Nickie aveva ancora le pagine di Nel. Quelle alle quali avevano lavorato insieme. Poteva mostrarle alla ragazza. Erano stampate, non scritte a mano, ma di certo Lena avrebbe riconosciuto le parole di sua madre, il suo stile… Ovviamente, non avevano raccontato le cose come voleva Nickie. Anche per questo avevano litigato. Divergenze artistiche. Nel se n’era andata sbattendo la porta e aveva detto a Nickie che se non poteva dire la verità, allora stavano perdendo tempo, ma lei cosa ne sapeva della verità? In fondo stavano soltanto raccontando delle storie.
Sei ancora qui? chiese Jeannie. Pensavo che stessi andando a parlare con la ragazza. «Va bene. Non ti agitare. Lo farò» replicò Nickie. «Lo farò più tardi. Lo farò quando sarò pronta.»
A volte voleva che Jeannie stesse zitta e a volte desiderava, più di ogni altra cosa, che fosse lì, nella stanza, seduta davanti alla finestra con lei, a guardare fuori. Sarebbero invecchiate insieme, dandosi ai nervi l’un l’altra come si deve, invece di bisticciare nell’etere, com’erano costrette a fare.
Quando pensava a Jeannie, Nickie non avrebbe voluto ricordarla come l’aveva vista l’ultima volta che era stata in quell’appartamento. Mancavano solo un paio di giorni alla sua partenza definitiva da Beckford, e lei era pallida di terrore e tremava di paura. Era venuta per dire a Nickie che Patrick Townsend era andato a farle visita. Le aveva detto che, se avesse continuato a parlare come stava facendo, se avesse continuato a fare domande, se avesse continuato a cercare di rovinargli la reputazione, lui le avrebbe fatto del male. «Non di persona,» aveva detto «io non ti toccherò nemmeno con un dito. Farò fare il lavoro sporco a qualcun altro.
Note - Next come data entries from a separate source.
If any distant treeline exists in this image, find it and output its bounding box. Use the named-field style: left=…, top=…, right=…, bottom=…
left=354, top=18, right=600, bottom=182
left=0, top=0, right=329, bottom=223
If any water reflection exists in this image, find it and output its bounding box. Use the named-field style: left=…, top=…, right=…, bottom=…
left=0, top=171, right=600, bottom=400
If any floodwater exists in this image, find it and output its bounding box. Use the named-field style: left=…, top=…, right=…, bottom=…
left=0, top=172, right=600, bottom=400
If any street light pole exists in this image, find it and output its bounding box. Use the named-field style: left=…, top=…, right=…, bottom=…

E non uno soltanto. Mi assicurerò che siano un bel gruppetto, e che tutti si diano da fare. Tu sai che io conosco molta gente, vero, Jean? E non hai motivo di dubitare che conosco gente disposta a fare cose di questo genere, vero, mia cara?»
Jeannie era in piedi, proprio lì, in quella stanza, e aveva costretto Nickie a promettere, le aveva fatto giurare che avrebbe lasciato perdere quella faccenda. «Ormai non c’è più niente che possiamo fare. Non avrei mai dovuto dirti nulla.»
«Ma… il ragazzino» aveva protestato Nickie. «Cosa facciamo con il ragazzino?»
Jeannie si era asciugata le lacrime. «Lo so. Lo so. Sto male al solo pensiero, ma dobbiamo lasciarlo in pace. Tu devi stare tranquilla, non devi dire nulla. Perché Patrick mi farà fuori, Nicks, e poi farà fuori anche te. Lui non è il tipo da scherzare su certe cose.»
Jeannie era partita dopo due giorni; non era mai più tornata.